We are living in a world where even I, a digital native software developer have a hard time differentiating between real Humans and Speech Synthesis models from time to time if I don't pay attention. For more vulnerable target audiences, our parents for example, this is even harder.
"Is that you" is a tiny, offline tool that helps you check whether a caller is really who they claim to be. You and the people you trust share one passphrase; every device then shows the same codeword, which changes every 5 minutes. When someone calls and asks for something sensitive, you ask them for the current codeword — if they can't say it, they aren't who they claim.
- Each entry derives a key from a shared passphrase using PBKDF2-SHA256.
- The current codeword is
HMAC-SHA256(key, current 5-minute window)mapped onto a wordlist (German or English). - It is fully deterministic and offline: the same passphrase, in the same 5-minute window, produces the same word on every device. No server, no account, no network call.
- The passphrase itself is never stored, we store a key derived from it. Does that really make a difference? Probably no.
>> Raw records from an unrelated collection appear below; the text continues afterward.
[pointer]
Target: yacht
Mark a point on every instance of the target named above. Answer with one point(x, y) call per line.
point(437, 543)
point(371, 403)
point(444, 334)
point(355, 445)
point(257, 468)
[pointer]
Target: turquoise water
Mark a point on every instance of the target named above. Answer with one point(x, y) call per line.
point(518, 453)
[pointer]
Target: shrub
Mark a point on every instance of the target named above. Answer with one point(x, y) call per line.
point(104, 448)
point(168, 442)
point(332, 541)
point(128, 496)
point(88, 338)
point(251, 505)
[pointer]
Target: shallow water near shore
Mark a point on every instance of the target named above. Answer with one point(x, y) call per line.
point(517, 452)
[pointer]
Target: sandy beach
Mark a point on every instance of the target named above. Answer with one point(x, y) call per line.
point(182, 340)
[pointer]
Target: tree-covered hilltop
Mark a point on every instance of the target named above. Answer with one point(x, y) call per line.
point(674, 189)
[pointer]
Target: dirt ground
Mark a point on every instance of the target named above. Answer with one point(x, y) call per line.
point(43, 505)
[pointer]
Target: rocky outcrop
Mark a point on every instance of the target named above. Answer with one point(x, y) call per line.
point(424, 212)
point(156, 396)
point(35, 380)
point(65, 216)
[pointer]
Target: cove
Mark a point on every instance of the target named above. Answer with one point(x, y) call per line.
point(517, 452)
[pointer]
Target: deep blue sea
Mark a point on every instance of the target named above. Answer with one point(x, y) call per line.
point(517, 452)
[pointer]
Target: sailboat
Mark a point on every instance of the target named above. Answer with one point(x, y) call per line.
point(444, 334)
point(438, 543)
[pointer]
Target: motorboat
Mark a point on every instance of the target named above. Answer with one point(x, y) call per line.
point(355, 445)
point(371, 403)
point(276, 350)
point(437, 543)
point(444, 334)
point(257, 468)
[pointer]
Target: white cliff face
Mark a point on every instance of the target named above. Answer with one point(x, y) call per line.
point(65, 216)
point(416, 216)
But it felt better.
- Add a codeword: give it a "group" name and the shared passphrase, pick a wordlist language.
- Everyone in the group enters the same passphrase (case-sensitive) and the same language.
- To verify a caller: let them say the codeword first, then compare it with yours.
It's a set of static files. Serve them over HTTPS (required for the Web Crypto API) and open in a browser. On phone or desktop, use Add to home screen / Install to run it as a PWA after opening the deployed (or self hosted) version. It works offline after the first load.
# quick local test
python3 -m http.serverEverything stays on the device. The passphrase never leaves it and is never written in plain text — only a PBKDF2-derived key is kept in local storage.
- The protection is one-directional: the caller must say the word. If you say it first, it's worthless.
- Use a strong passphrase - several random words, not
family2024. - All devices need a roughly correct clock (the window is 5 minutes). It should be Timezone-safe though.
- The stored key can still generate codes (it has to, since there's no server). Not storing the passphrase means the original phrase can't be recovered, not that a stolen device is harmless. For at-rest protection, add a device lock/PIN.